Carpenter discussed her return to the series in an interview with Entertainment Weekly, where she says, “I thought the only reason to bring the show back was so we could see what would become of an unmedicated, unchecked, unpunished, decoded, serial killer. What would the dark passion passenger look like if it had an all-access pass to this man? I wanted to come back and haunt him, comfort him, console him, encourage him, love him, hate him, and ruin him.”
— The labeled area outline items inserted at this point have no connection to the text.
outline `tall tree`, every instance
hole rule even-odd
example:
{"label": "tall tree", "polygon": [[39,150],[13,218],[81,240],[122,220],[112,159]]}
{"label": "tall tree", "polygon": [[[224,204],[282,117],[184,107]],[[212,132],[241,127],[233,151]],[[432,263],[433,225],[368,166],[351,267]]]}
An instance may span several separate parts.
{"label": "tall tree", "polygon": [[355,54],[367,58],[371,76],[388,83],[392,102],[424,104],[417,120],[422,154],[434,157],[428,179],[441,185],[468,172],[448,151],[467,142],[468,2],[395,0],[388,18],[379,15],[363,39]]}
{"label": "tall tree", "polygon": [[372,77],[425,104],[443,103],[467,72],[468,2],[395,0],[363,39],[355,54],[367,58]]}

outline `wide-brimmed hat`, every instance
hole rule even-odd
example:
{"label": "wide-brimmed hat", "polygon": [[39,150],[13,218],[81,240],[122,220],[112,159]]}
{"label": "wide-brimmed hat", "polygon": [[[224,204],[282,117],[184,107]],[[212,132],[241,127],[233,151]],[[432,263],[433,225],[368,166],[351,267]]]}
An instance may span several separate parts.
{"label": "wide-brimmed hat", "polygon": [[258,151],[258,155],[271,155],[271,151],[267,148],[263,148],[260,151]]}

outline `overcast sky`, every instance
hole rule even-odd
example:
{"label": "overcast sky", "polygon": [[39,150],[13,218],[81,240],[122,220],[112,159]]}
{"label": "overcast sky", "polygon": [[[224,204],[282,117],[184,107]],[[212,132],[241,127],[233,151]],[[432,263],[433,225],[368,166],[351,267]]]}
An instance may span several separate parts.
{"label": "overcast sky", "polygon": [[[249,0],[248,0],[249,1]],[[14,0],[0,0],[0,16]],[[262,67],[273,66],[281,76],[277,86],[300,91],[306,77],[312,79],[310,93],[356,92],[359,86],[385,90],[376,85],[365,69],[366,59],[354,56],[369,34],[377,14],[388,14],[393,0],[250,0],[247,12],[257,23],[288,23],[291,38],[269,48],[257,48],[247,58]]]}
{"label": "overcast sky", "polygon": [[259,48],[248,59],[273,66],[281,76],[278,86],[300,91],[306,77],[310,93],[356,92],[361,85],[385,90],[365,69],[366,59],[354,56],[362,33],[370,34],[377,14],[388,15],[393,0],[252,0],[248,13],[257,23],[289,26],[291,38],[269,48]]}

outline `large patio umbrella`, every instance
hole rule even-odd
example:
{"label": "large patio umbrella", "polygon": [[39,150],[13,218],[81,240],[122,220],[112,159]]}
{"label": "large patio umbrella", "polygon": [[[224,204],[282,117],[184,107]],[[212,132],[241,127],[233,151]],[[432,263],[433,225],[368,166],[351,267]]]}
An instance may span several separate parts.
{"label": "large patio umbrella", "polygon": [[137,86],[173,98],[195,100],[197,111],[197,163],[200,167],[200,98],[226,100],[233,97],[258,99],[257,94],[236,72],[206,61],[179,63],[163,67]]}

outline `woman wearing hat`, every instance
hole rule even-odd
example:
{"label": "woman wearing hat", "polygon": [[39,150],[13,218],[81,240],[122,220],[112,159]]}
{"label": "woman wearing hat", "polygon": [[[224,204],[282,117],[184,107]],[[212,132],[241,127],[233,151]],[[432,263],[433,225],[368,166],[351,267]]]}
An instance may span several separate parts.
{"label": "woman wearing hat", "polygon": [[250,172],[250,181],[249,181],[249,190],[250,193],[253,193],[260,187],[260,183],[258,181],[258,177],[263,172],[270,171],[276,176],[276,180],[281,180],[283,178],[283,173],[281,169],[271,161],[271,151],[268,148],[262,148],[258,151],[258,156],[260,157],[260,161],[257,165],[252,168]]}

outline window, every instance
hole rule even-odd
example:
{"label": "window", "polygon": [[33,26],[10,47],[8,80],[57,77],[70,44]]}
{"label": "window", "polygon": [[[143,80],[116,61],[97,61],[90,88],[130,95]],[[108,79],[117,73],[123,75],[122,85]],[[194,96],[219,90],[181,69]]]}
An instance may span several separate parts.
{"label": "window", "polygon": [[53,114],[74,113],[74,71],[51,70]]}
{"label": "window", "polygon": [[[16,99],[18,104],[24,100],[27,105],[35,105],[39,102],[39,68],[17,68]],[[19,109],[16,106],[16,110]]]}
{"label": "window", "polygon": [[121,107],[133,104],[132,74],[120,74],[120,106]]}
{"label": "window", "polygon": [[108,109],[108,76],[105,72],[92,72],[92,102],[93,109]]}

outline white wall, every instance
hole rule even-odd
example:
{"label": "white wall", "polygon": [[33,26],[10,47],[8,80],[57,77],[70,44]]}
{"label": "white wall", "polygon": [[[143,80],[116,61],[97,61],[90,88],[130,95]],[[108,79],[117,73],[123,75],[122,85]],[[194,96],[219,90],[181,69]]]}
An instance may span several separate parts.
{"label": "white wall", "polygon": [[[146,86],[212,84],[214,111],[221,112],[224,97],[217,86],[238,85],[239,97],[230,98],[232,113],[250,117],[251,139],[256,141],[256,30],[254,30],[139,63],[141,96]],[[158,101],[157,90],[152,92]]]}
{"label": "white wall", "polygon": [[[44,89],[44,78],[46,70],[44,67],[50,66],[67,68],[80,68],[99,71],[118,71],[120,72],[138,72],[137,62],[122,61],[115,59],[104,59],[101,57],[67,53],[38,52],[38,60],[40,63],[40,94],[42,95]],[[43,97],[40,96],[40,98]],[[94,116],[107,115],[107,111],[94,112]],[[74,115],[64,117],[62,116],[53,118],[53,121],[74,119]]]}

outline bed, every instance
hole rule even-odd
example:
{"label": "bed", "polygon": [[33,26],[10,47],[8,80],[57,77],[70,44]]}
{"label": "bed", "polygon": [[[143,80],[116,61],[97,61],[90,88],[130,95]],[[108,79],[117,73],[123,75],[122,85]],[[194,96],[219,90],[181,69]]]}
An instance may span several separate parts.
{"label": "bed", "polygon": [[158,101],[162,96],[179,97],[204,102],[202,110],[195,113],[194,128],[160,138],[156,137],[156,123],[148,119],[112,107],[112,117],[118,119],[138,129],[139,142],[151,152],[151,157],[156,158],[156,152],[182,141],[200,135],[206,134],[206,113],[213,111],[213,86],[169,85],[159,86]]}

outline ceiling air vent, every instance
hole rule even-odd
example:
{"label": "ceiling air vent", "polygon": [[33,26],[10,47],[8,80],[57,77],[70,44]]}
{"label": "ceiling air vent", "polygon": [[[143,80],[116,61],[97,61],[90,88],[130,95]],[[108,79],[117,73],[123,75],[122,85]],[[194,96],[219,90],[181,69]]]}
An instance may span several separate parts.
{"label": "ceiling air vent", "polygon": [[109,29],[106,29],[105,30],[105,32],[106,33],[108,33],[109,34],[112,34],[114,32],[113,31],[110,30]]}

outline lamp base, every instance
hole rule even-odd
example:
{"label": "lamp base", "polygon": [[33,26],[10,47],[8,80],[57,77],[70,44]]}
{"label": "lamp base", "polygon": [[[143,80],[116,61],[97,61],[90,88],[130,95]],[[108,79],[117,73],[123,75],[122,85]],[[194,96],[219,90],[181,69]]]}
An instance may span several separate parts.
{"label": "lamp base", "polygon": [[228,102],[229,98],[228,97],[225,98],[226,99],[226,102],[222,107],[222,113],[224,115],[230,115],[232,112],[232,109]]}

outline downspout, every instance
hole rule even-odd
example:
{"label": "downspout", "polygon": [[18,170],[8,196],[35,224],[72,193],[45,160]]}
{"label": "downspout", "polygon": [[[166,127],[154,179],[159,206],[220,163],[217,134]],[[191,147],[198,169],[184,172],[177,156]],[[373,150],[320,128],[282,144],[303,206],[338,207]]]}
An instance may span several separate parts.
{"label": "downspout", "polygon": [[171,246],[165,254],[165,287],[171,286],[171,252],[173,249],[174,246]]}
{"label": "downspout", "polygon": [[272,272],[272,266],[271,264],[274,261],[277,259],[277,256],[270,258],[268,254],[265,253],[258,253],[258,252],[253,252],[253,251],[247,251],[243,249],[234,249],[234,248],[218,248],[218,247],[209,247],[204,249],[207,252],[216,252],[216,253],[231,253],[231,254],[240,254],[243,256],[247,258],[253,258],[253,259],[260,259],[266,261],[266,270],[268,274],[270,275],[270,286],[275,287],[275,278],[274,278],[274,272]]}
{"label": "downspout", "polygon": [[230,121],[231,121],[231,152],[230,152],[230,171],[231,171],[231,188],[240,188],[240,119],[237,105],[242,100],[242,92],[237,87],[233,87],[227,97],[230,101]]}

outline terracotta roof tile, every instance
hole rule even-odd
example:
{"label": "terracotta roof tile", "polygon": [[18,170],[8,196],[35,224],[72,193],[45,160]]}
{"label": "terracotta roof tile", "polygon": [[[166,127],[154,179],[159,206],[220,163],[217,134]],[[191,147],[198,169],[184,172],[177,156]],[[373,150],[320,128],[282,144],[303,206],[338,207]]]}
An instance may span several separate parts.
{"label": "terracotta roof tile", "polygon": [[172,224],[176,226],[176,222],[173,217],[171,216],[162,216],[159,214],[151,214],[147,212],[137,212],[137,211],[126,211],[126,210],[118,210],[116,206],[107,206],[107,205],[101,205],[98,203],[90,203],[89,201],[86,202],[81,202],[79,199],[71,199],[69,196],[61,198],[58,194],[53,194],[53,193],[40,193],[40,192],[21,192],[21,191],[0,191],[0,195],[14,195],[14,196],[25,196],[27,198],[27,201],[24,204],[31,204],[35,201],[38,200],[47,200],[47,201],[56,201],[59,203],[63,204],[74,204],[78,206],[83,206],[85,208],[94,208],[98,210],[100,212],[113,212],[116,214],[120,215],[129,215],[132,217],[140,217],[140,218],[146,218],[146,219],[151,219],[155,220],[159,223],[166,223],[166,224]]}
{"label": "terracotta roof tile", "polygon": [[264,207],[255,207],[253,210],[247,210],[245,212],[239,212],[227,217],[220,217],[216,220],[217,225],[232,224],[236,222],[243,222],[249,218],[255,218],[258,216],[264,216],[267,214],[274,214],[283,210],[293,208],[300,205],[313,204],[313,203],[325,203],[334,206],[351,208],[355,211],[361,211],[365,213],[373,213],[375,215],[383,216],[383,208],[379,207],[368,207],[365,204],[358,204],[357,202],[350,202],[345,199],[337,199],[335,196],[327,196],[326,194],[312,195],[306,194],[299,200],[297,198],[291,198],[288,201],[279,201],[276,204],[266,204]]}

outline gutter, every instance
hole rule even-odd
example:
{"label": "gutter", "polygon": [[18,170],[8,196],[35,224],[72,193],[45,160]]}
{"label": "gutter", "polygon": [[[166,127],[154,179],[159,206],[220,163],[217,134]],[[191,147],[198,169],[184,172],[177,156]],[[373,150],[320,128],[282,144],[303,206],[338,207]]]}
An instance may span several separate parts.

She also addressed her character’s demise and burial at sea, a plot point that dismayed the series’ hardcore fans. Carpenter said,
“When I watched it, it broke my heart. He sort of whisked her up, her hair dusting the bench of the boat, the engines have cut off, Dexter putting his cheek next to hers, and he literally slams her into the surface of the ocean only to descend into the graveyard of the other people who meant nothing to him. On behalf of my character, I thought that he vandalized her and disfigured her entire being. But we are talking about a serial killer who is deranged and prone to hurt others. Everybody wants to look at him like a real boy or a real man. The story always seemed to have this sympathetic attitude about him wanting to be a neat monster. But he’s sick and it made me realize what a dead end he was.”
So much of the failure of the Dexter finale is the fact that Dexter experiences no consequences for his crimes. And while those closest to him die or become estranged, Dexter himself is given a second chance and a fresh start. Will Hall’s “evolving monster” actually evolve and seek redemption? Or will the series continue to treat its title character with kid gloves?
Carpenter’s return is a huge selling point for me as a fan, as is the return of showrunner Clyde Phillips, who ran the show during its first four seasons. Phillips’ departure caused a major decline in quality, so I’m curious to see how he will choose to end the Dexter saga.
Dexter: New Blood premieres on Showtime on November 7, 2021.
What do you think of the series trailer? Will you watch Dexter: New Blood or are you over it?